Princess Rym Ali (née Rym Brahimi; born 1969) is the Algerian wife of Prince Ali bin Hussein of Jordan, whom she married on 7 September 2004. She is a former journalist.

== Early life ==
She is the daughter of Lakhdar Brahimi, former Algerian Minister for Foreign Affairs and senior UN official, and Mila Bacic, who is of half-Croatian and half-Armenian descent. She was raised in the United Kingdom and Algeria, and was educated in France and the United States.

== Education ==
As Rym Brahimi, the Princess received a BA in geography and an MA in English literature at the Sorbonne University in Paris, graduating with honors in 1990; a MPhil in political science at the Institut d'Études Politiques de Paris in Paris in 1991; and a Master's degree from the Columbia University Graduate School of Journalism, concentrating on international reporting, in 1994.

== Career ==
Prior to marrying Prince Ali, Princess Rym worked extensively for international broadcasters including CNN, where she began as a producer in 1998 and later worked as a Baghdad correspondent from 2001 until 2004. She had developed her portfolio working for the BBC, Dubai TV, Bloomberg TV, Radio Monte-Carlo Moyen-Orient and United Press International-UPI.

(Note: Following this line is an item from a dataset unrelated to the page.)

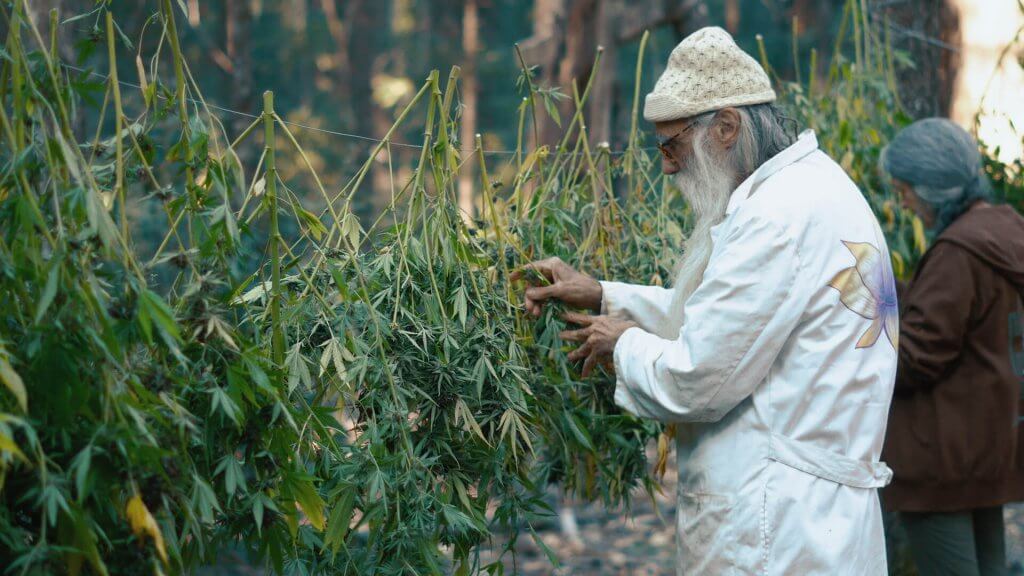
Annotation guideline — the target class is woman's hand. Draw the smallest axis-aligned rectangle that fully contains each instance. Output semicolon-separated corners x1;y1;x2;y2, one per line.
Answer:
511;258;601;317
559;313;639;377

She has been the Executive Commissioner of the Royal Film Commission – Jordan since July 2005.
She is the founder of the Jordan Media Institute (JMI), a non-profit institution whose aim is to establish an Arab center of excellence for journalism education with a Master's program at its core and training-modules in parallel.
She is also the president of the Amman International Film Festival "AIFF" Awal Film since 2017.

== Awards and honours ==
===National===
- Jordan
  - Grand Cordon of the Order of the Star of Jordan

=== Honours ===
- France: Knight of the Order of Legion of Honour (20 September 2011)
- Norway: Grand Cross of the Royal Norwegian Order of Merit (2 March 2020)
- Portugal: Grand Officer of the Order of Prince Henry (5 April 2018)
- Sweden: Member Grand Cross of the Order of the Polar Star (15 November 2022)

=== Awards ===
- In April 2011, Princess Rym Ali received a prestigious award from the Columbia University School of Journalism. The Alumni Awards are presented annually for a distinguished journalism career, an outstanding journalistic achievement, or a notable contribution to journalism education.
- In July 2011, was awarded the "Best International Journalist" prize at the 32nd Ischia International Journalism Awards Ceremony, one of the most prestigious journalistic awards in Italy.
- In October 2012, she was awarded the Global Thinkers Forum 2012 Award for Excellence in Media for her exceptional work with the Jordan Media Institute (JMI).
- In November 2013, she was awarded an Honorary Doctorate of Letters by the United Kingdom's Coventry University for her contribution to the field of journalism and media, and her role in establishing the Jordan Media Institute (JMI).
- In November 2017, America Abroad Media Awarded their annual prize to Princess Rym Ali, for her significant role in media, at the 5th annual "Power of Film" Awards in Washington DC. The award honors leaders whose work exemplifies the power of media to inform, educate and empower.

==Personal life==
She and Prince Ali live in Amman with their two children Princess Jalila bint Ali and Prince Abdullah bin Ali.